1. Embrace the Solitude

In present days, “quarantine” and “solitude” are likely not synonymous. Many of us are learning more about “family closeness” than we have in some time. Still, whether you are alone-alone, or alone-together, spending weeks or months without outside companionship is a challenge.

Thoreau saw loneliness and solitude as two sides of the same coin. Rather than thinking of himself as a single, lonely human, he imagined himself as one solitary part of the interconnected web of life. With this single change in mindset, he celebrated his solitude:

“I am no more lonely than the loon in the pond that laughs so loud, or than Walden Pond itself. I am no more lonely than a single dandelion in a pasture, or a bean leaf, or sorrel, or a horse-fly, or a humble-bee. I am no more lonely than the Mill Brook, or a weathercock, or the north star, or the south wind, or an April shower, or a January thaw, or the first spider in a new house.”

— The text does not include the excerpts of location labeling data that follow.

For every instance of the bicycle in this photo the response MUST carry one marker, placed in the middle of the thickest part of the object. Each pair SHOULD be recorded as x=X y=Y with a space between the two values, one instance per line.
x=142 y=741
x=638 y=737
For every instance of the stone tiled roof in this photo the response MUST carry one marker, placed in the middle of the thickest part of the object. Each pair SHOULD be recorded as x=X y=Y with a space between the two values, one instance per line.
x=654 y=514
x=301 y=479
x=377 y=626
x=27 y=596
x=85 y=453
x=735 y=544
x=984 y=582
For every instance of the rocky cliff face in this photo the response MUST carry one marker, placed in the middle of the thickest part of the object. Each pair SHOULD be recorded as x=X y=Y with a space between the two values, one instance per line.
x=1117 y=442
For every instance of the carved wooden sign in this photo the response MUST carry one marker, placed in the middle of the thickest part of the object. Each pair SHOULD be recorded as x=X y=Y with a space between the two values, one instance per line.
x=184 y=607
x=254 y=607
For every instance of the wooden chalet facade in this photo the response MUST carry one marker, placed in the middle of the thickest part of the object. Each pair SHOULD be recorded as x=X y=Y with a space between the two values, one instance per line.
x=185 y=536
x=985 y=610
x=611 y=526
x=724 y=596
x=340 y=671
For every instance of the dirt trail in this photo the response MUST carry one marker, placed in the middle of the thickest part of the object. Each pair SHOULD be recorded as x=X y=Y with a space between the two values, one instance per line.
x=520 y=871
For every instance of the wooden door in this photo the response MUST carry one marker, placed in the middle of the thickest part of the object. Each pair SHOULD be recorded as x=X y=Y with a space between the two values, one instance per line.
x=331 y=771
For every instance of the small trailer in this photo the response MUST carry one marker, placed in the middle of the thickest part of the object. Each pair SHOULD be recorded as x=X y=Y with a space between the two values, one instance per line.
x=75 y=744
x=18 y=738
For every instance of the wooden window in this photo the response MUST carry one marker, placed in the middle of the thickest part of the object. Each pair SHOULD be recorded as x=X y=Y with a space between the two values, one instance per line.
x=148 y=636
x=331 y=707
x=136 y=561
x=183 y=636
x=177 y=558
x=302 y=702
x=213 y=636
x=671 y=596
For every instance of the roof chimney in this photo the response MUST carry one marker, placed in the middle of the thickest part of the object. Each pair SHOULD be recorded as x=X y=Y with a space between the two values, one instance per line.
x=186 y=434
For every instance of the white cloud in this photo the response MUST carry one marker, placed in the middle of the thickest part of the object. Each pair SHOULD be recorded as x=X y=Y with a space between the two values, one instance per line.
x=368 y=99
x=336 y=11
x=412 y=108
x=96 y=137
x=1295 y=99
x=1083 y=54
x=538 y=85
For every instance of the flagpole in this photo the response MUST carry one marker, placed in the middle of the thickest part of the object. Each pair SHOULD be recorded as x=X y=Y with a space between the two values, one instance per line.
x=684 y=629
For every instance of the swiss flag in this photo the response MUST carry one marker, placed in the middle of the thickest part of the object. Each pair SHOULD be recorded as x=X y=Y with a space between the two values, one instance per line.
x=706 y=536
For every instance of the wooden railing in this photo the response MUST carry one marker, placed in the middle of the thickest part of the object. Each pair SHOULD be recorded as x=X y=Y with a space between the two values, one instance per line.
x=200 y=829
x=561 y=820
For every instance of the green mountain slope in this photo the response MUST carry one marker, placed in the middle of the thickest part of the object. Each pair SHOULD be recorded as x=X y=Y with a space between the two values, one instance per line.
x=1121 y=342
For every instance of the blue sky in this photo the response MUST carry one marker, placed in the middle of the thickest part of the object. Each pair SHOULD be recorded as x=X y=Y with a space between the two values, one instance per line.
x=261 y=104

2. Replace Life of Desperation with Life of Simplicity

Thoreau’s most famous quote comes from Walden:

“The mass of men lead lives of quiet desperation.”

Before reading Walden, I didn’t realize there was more to the quote (I assumed Thoreau was just having a particularly dark day). As it turns out, the full quote isn’t nihilist at all, it is a call to refocus around a simple life. Here’s a fuller version:

“The mass of men lead lives of quiet desperation. A stereotyped but unconscious despair is concealed even under what are called the games and amusements of mankind. There is no play in them, for this comes after work. But it is a characteristic of wisdom not to do desperate things.

Thoreau suggests that people are so wrapped up in the details of life (“Our life is frittered away by detail”), that they forgot to focus on the basic wisdom of life.

“When we are unhurried and wise, we perceive that only great and worthy things have any permanent and absolute existence,- that petty fears and petty pleasures are but the shadow of the reality. This is always exhilarating and sublime”

In this time of anxiety and uncertainty, it feels like everything is amped up, screeching loud and generally stressful. Thoreau recommends trying to be reductive rather than additive in your life:

“Simplicity, simplicity, simplicity! I say, let your affairs be as two or three, and not a hundred or a thousand”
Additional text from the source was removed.